Les radios ont confirmé la présence de sept fractures costales, mais ne nécessitant pas d’intervention. Cléa a été soulagée. Le front plissé, elle a planifié la suite des opérations.

— Je vais chercher l’anesthésique ; tu pèses quoi, moins de soixante, dans les cinquante-cinq maxi.
— La dernière fois que je me suis pesée, j’étais à cinquante-six kilos.
— Tu n’as pas grossi ces temps-ci... Bon, OK pour le dosage. Viens, tu vas te doucher pendant que je vais chercher le nécessaire.

Elle me tendit un flacon de Betadine scrub, ce désinfectant qui donne une jolie couleur orangée, puis me conduisit à une cabine de douche. À son retour j’avais fini, et mon pubis ressemblait à une mandarine. Peu après j’étais étendue dans une salle d’opération et Cléa a injecté le Midazolam ; elle a attendu. Pas longtemps. Rideau.

En ouvrant les yeux,  la première chose que j’ai vue était le sachet transparent suspendu à ma gauche ; j’avais une perfusion dans la pliure du bras gauche. Deux paires d’yeux me regardaient, attentives et souriantes. Une grande blonde aux cheveux presque blancs, comme moi (enfin bon, comme moi normalement) et une petite râblée hispanique.

— Bonjour, sister. Tu te réveilles dans les temps ; j’avertis le docteur Delaplaine.

La brune s’écarta et téléphona d’une voix de conspiratrice alors que la blonde souriait sans rien dire. Peu après, Cléa est arrivée à grande vitesse ; elle a caressé mon front en prenant une mine professionnelle avant de m’expliquer :

— Bonjour, toi. Je t’ai fait seize points de suture, dont onze pour le vagin ; ça s’est bien passé, mais tu vas rester sous analgésique sinon tu souffrirais bien trop. Maintenant, tu as le choix. L’ambulance ne peut pas aller chez moi : ce ne serait pas discret. Soit te restes quelques jours chez Luisa, soit tu pars en ambulance et on fait le transfert dans ma Prius dans un endroit abrité des regards. Mais là, tu vas quand même déguster.
— À ton avis ?
— Bon, je m’en doutais un peu ; avec ce que tu as vécu et sachant comment tu en es sortie... Allez les filles, c’est parti ! Je débranche...

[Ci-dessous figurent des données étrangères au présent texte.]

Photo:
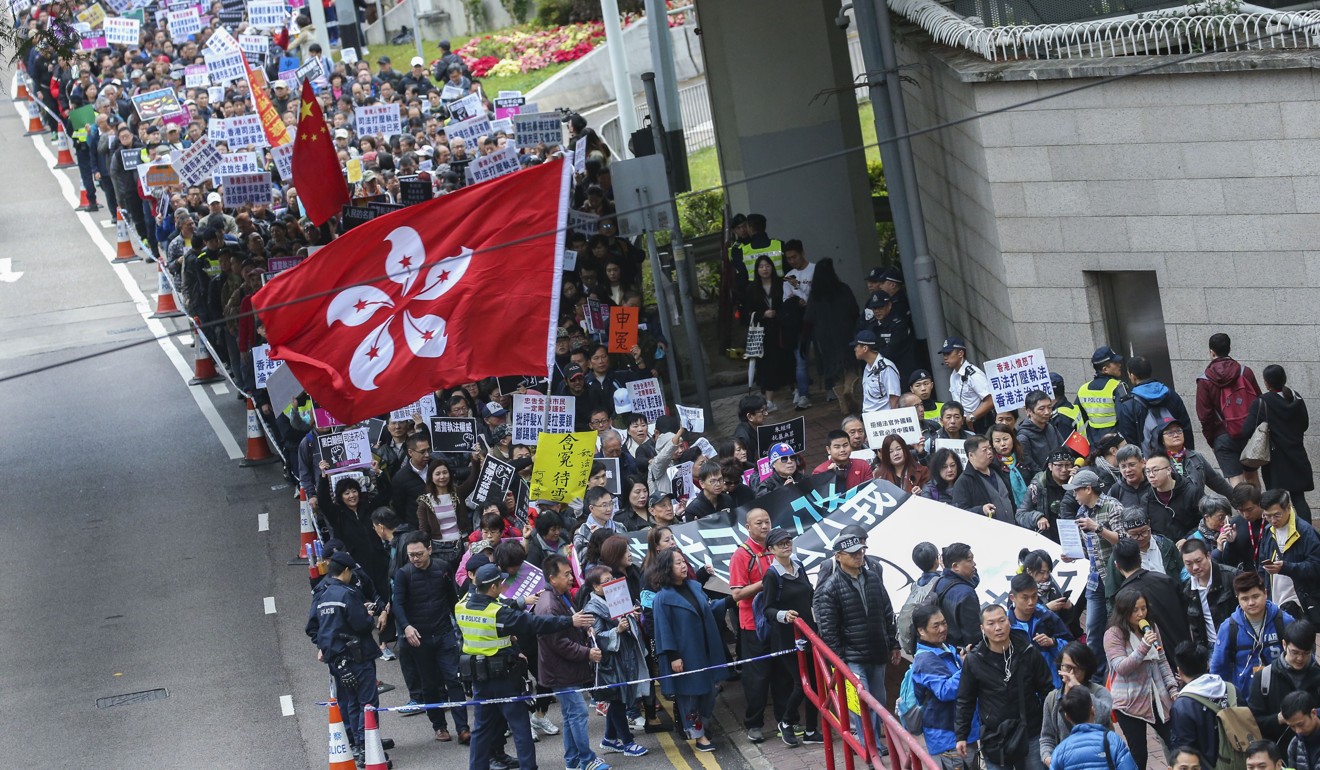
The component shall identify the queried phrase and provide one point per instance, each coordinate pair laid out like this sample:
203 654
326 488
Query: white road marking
143 307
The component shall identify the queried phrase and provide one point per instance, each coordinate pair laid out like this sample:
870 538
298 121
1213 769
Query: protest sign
562 465
378 119
263 365
346 451
243 189
693 419
1013 377
902 420
533 128
623 328
122 31
453 435
792 432
197 163
646 398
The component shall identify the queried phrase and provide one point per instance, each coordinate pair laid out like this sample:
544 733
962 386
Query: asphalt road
137 555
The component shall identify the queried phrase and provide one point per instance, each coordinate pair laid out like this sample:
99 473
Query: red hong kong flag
440 293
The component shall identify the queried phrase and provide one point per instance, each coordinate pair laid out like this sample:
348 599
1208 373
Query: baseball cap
1105 354
849 544
1085 480
952 344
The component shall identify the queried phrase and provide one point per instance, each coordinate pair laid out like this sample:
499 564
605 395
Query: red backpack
1236 403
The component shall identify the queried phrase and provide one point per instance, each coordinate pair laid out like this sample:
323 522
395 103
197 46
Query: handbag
1257 451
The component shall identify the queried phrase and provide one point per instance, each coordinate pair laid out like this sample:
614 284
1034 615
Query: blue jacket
936 672
1248 653
1083 750
1044 621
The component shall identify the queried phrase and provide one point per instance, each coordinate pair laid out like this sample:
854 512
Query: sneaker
635 749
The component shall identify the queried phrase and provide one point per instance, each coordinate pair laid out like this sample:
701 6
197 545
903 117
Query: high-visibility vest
481 633
750 255
1098 403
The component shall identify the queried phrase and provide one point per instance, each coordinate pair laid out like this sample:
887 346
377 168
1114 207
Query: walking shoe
635 750
409 709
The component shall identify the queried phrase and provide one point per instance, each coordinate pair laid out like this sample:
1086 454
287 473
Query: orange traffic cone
203 366
259 452
341 756
375 752
165 304
124 250
64 149
34 124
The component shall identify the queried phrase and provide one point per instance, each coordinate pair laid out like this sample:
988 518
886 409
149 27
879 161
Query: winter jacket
936 672
1222 601
858 628
1192 723
1084 750
1236 661
1286 414
1055 728
1133 410
1222 373
1134 680
1283 679
984 686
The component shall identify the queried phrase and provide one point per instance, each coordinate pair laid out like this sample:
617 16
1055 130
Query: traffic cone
64 149
259 452
165 304
124 250
375 753
203 367
341 756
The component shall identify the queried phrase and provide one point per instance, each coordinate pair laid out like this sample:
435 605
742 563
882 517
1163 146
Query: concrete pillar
770 66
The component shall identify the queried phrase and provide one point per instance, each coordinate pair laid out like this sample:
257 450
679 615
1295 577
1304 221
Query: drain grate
131 698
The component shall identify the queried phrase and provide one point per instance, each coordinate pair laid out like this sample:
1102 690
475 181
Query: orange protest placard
623 329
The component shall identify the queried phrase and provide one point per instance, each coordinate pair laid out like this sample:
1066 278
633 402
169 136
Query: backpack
1234 404
1236 727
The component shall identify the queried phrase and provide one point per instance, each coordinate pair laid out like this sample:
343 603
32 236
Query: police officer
1098 399
494 666
341 626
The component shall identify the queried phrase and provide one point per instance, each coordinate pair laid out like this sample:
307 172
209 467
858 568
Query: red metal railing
825 679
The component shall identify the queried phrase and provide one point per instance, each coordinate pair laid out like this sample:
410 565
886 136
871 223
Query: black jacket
1222 601
859 630
982 686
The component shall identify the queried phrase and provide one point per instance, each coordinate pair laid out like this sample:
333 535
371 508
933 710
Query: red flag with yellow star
316 165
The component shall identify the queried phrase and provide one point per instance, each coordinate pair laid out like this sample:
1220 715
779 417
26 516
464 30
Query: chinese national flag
440 293
316 165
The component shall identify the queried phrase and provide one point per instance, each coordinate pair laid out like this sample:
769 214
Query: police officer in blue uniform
493 663
339 626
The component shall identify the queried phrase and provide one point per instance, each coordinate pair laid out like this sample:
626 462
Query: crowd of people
1204 588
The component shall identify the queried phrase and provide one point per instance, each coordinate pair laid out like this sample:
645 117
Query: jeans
1031 761
873 680
577 744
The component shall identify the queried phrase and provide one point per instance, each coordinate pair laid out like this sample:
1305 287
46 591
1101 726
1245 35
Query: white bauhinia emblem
423 333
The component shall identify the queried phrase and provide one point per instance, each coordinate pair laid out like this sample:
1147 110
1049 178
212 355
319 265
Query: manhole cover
128 699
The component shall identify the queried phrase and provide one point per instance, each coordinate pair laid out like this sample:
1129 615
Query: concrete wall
1208 176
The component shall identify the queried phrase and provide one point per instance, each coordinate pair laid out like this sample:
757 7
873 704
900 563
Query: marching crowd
1199 618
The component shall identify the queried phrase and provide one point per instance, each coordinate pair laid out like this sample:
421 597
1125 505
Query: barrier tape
592 688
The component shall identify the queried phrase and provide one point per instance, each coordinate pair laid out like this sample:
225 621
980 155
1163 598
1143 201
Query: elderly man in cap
856 618
968 385
341 626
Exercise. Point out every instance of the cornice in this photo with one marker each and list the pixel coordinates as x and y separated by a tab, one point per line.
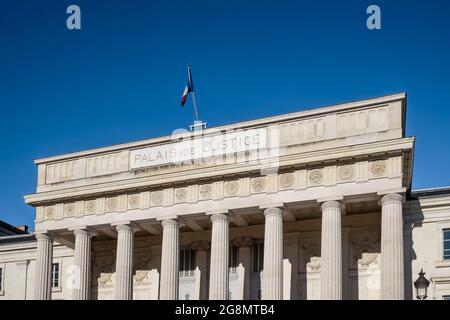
361	104
340	155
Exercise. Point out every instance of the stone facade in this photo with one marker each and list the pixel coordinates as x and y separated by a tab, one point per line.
298	206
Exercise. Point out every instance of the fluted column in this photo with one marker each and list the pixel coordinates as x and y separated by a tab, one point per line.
273	255
218	276
123	287
392	264
245	246
331	252
169	260
201	248
44	259
82	260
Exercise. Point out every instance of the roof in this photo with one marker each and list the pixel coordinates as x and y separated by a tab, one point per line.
9	229
431	192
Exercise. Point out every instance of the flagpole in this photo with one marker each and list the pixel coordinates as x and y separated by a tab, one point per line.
194	100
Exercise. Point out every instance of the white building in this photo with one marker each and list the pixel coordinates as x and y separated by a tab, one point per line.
309	205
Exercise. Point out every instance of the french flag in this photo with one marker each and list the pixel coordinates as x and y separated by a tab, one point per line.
189	87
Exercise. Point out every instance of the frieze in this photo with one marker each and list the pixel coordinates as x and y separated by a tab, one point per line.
299	180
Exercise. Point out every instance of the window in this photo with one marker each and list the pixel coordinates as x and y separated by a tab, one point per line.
446	237
233	258
1	279
55	275
258	256
187	262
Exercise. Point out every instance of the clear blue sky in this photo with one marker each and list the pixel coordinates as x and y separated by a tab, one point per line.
120	78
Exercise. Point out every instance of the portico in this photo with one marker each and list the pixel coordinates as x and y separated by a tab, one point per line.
310	207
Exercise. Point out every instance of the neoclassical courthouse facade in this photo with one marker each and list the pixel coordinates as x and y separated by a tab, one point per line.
309	205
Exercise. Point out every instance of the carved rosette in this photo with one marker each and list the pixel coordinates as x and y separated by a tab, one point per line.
231	188
180	195
315	176
364	252
91	206
312	258
133	201
243	242
286	180
205	192
346	172
141	270
103	271
200	245
112	204
69	209
259	184
378	168
157	197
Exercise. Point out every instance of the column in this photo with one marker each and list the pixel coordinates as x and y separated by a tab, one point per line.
169	260
331	252
201	248
218	281
245	246
123	287
44	260
392	264
272	288
82	260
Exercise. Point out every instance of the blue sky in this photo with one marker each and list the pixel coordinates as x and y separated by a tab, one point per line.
121	76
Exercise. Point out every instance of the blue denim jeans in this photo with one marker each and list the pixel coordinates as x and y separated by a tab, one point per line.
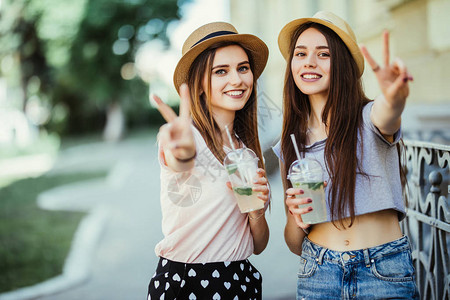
382	272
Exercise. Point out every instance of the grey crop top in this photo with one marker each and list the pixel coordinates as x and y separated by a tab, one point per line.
382	189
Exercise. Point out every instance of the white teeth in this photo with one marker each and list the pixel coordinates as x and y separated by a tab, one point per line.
234	93
310	76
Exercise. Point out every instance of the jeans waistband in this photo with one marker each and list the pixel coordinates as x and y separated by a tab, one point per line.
354	256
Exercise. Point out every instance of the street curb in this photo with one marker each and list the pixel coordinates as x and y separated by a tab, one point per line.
77	267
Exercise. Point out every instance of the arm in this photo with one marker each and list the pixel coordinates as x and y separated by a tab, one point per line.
393	81
293	232
175	137
256	219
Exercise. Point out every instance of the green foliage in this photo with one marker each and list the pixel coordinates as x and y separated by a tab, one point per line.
34	243
74	51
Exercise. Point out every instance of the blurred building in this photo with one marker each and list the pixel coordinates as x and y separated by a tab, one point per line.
420	36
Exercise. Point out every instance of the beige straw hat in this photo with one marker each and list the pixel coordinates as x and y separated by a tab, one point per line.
211	33
330	20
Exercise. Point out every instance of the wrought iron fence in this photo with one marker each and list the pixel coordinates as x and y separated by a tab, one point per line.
428	216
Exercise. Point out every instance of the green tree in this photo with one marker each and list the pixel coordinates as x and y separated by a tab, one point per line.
78	52
109	35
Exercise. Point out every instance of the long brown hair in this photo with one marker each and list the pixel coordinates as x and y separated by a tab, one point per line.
342	115
245	121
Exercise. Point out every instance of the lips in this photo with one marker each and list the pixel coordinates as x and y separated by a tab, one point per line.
311	76
234	93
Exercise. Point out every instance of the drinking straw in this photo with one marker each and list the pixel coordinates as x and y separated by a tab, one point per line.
294	142
229	137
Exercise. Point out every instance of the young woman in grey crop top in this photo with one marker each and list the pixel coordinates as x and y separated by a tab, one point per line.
360	252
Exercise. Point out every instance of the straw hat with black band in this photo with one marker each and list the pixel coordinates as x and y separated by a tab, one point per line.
330	20
209	34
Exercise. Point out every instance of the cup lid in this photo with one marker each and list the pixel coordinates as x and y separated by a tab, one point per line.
239	155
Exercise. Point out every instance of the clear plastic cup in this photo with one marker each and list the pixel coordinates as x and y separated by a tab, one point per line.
307	174
241	165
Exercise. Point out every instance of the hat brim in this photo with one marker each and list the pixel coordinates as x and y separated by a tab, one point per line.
256	46
286	35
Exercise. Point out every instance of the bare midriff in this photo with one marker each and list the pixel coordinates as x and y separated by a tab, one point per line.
367	231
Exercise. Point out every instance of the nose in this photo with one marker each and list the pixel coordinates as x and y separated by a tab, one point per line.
235	78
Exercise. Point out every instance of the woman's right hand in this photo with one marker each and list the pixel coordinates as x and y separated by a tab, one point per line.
176	137
293	203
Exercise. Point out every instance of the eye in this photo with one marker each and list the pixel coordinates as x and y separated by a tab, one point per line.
324	54
220	72
244	69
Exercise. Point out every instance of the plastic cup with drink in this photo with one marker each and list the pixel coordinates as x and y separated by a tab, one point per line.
307	174
241	165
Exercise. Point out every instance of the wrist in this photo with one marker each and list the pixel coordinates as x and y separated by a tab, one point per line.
186	160
257	214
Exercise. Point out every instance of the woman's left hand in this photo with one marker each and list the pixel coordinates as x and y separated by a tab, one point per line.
392	77
261	185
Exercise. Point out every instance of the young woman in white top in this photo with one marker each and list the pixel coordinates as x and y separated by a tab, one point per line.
359	252
207	240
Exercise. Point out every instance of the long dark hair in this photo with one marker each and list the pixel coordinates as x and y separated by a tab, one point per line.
342	115
245	121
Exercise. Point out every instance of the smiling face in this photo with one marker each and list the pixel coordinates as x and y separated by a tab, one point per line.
231	80
311	63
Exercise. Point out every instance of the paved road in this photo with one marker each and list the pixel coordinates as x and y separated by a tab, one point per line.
124	259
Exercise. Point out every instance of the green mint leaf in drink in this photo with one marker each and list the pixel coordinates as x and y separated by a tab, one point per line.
244	191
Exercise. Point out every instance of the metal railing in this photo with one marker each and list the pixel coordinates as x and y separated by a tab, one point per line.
428	216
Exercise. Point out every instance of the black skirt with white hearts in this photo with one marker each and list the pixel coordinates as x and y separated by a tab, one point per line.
219	280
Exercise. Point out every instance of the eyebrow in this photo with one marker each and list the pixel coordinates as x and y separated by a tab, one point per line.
227	66
318	47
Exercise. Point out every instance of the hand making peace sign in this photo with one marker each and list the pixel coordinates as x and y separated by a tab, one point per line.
392	77
176	135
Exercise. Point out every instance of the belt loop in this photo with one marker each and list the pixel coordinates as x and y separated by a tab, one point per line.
366	257
321	254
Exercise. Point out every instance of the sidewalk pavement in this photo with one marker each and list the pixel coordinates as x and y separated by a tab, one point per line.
112	256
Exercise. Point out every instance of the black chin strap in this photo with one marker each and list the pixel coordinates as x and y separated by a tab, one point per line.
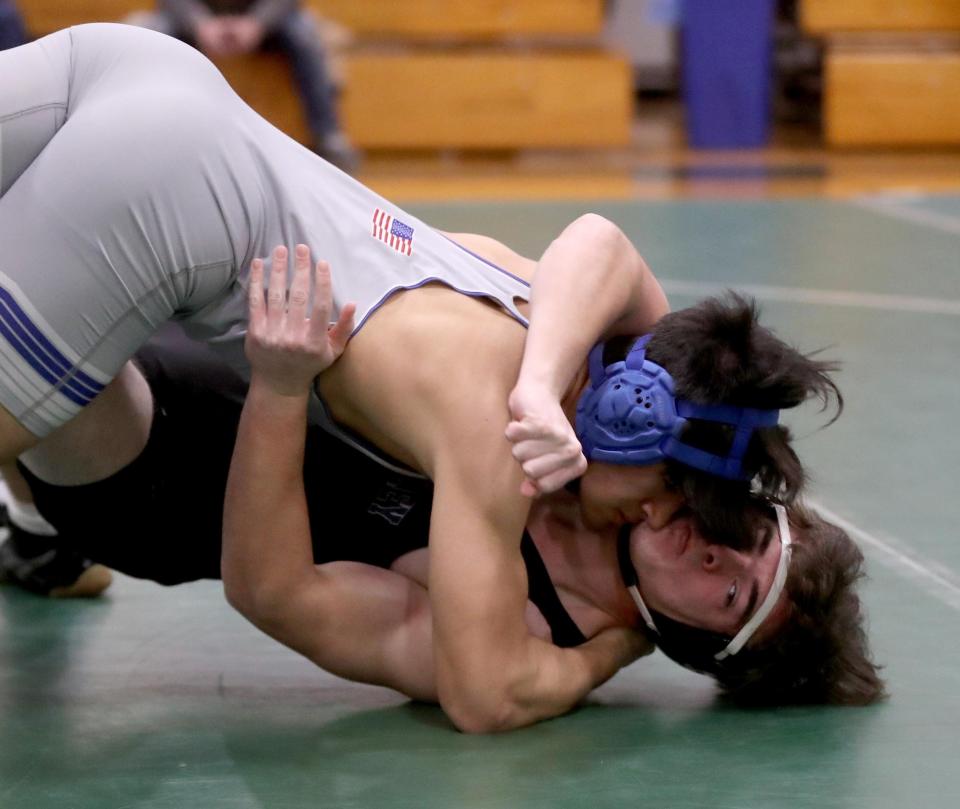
627	571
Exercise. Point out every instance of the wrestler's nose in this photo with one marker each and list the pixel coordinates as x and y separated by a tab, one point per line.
659	511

J’étais reliée à un moniteur de contrôle par des électrodes qu’elles ont détachées, puis les deux amies ont déplacé le lit sur ses roulettes. J’étais sous une grande couverture mais j’ai eu à peine chaud dans le couloir que nous parcourions. Dans l’ambulance où le lit a été monté, la blonde s’est assise à mon côté et a pris ma main dans la sienne, juste pour me communiquer sa force et sa chaleur. Je n’ai pas entendu sa voix, mais j’ai plongé dans ses yeux délavés et mortellement sérieux. Oksana – ce devait être elle – avait la trentaine, et ses yeux avaient vu l’enfer sur terre. Ma sœur en enfer.